The 12 jurors in Janson Baker's trial were sequestered late Thursday afternoon and by evening had asked to re-listen to hours of testimony from three witnesses.
Recordings of those witnesses were played Friday and Saturday. Jurors returned to the jury room to deliberate just after 3 p.m. Saturday. The jury was sent to a hotel for the night around 8 p.m. and will resume deliberations Sunday morning.
Baker's trial on two counts of first-degree murder began Jan. 3 in Moncton's Court of King's Bench. It's alleged he killed Bernard Saulnier, 78, and his wife Rose-Marie Saulnier, 74, in their Dieppe home on Sept. 7, 2019.

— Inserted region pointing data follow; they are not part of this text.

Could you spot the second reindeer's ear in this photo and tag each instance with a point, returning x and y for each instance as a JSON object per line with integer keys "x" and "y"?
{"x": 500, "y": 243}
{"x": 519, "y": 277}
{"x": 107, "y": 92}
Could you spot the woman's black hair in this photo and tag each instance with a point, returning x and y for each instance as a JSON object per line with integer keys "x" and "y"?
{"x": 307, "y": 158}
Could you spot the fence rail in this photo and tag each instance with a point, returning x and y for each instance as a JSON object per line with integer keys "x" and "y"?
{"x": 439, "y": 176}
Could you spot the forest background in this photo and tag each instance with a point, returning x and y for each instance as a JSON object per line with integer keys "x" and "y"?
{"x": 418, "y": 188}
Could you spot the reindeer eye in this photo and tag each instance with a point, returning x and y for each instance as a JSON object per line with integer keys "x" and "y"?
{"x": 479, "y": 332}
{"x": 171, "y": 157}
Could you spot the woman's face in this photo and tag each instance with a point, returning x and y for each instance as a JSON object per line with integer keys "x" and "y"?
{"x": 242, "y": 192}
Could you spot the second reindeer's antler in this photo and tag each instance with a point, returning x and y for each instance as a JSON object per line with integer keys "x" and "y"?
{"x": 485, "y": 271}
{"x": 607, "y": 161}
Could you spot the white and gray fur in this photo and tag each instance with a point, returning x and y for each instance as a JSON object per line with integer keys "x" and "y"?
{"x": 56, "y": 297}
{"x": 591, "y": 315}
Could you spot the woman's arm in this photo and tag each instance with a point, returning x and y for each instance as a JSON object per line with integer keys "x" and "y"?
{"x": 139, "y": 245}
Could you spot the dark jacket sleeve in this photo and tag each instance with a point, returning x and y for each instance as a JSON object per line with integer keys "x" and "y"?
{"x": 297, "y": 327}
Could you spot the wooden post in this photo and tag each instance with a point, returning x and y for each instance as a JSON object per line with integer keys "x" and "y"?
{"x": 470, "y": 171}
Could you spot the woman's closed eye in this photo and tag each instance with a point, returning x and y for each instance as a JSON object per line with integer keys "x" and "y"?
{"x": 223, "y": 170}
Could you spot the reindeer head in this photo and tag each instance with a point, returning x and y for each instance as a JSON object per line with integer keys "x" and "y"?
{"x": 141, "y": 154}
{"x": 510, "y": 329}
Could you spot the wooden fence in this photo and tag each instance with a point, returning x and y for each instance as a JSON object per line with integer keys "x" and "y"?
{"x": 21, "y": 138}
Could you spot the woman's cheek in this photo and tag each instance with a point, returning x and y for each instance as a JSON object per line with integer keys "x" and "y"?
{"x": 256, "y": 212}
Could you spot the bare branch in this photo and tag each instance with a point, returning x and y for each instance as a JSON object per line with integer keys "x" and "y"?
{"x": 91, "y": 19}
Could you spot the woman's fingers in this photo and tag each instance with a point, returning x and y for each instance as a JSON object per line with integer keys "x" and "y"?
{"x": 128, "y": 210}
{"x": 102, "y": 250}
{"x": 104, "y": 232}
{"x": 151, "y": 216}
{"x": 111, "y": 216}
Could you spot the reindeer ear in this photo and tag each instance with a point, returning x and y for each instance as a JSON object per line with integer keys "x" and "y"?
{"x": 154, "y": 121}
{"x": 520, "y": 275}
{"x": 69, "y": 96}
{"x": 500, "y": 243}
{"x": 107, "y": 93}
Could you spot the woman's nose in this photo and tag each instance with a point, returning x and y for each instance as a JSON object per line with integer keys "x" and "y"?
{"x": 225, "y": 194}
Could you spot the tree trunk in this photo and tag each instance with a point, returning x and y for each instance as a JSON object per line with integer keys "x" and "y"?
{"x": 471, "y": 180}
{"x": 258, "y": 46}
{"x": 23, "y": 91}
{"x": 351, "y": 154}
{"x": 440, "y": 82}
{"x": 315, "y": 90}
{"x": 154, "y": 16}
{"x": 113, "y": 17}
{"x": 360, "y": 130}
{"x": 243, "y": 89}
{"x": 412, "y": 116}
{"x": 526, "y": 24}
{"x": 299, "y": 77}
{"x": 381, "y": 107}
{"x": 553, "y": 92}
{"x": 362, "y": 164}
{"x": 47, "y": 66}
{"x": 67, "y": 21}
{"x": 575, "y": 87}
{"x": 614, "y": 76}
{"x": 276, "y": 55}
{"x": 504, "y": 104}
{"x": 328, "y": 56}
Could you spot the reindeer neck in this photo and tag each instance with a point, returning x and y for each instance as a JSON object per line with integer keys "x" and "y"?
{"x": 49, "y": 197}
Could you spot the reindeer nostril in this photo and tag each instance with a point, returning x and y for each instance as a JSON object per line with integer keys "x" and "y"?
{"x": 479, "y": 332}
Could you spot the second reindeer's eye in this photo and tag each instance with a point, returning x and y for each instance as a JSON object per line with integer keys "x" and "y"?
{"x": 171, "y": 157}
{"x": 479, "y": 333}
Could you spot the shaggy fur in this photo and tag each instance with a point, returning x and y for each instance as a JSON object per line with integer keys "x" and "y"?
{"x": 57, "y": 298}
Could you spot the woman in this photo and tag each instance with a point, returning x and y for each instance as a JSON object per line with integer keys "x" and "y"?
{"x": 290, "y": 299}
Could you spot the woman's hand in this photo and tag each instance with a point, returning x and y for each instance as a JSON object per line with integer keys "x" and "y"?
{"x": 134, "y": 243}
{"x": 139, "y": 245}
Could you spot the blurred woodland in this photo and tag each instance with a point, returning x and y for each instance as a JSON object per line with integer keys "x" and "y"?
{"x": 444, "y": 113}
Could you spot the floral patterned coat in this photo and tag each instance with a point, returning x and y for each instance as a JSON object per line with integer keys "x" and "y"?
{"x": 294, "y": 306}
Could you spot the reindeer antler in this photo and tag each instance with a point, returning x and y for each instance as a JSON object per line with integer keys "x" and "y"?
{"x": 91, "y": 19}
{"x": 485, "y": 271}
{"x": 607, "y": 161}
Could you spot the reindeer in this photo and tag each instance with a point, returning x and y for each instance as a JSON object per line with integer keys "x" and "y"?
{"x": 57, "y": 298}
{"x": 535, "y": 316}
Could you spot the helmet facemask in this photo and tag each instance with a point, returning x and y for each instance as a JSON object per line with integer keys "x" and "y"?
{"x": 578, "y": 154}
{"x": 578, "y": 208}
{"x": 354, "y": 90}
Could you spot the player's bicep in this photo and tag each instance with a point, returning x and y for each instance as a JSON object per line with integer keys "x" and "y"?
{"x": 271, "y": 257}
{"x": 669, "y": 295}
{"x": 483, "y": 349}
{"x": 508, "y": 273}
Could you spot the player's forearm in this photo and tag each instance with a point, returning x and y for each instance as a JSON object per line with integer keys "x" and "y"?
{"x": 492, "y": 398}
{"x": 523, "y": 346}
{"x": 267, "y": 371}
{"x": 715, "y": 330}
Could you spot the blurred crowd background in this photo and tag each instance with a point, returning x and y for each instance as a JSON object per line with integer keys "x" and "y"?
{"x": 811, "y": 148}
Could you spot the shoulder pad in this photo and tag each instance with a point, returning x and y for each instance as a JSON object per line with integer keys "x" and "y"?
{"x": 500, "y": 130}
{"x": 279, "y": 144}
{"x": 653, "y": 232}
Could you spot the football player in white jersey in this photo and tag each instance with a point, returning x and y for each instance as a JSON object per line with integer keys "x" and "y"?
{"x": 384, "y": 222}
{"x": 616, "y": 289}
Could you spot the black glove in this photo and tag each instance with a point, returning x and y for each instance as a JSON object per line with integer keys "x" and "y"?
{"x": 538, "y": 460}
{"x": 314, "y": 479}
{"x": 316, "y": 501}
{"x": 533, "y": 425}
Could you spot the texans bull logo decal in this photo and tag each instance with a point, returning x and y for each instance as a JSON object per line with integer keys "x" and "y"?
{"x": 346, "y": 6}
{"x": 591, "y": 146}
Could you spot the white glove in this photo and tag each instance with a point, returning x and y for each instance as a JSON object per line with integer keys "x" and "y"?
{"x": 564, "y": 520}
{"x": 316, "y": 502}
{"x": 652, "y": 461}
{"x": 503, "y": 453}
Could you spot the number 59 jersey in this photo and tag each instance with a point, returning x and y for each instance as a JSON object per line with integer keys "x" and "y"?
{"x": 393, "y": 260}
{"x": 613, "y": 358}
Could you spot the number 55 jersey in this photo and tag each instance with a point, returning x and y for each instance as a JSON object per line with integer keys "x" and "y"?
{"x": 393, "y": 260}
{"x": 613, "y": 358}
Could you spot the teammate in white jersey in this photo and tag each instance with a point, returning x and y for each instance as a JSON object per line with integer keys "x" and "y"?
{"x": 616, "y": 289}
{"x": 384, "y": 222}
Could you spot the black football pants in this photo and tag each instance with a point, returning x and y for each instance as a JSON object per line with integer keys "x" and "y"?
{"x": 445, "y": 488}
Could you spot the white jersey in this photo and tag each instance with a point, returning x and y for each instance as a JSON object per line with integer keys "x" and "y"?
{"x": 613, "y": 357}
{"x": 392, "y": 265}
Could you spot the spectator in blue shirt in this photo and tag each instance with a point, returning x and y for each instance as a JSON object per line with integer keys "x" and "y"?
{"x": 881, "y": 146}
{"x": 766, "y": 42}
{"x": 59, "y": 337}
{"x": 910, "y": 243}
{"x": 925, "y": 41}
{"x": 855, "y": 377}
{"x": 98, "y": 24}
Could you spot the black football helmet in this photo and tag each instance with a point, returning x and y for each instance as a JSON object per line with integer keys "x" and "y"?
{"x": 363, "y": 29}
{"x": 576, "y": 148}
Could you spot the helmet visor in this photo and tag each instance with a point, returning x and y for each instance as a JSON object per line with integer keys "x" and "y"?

The trial heard from more than 30 witnesses for the prosecution and defence over two months.
The Crown alleges Baker was hired by a drug trafficking group to kill Sylvio Saulnier, the couple's son who lived with them at the time.
Sylvio Saulnier was part of the drug trafficking group, but a rift had developed after a series of police raids as members of the group believed Sylvio stole money and was a police informant.
Baker, the Crown's case alleges, went to the Saulnier home, cut a screen door to enter, herded the couple into a bedroom and shot them once each in the head.
Baker himself testified during the trial. The 29-year-old denied killing anyone and said he was elsewhere the night the couple died.
The testimony replayed Saturday was from one of the Crown's main witnesses. The witness cannot be named due to a publication ban on his identity.
The witness testified he had conversations with Baker in prison in 2020, months after the alleged murders, in which Baker confessed to the killings. Baker denies the conversations ever happened.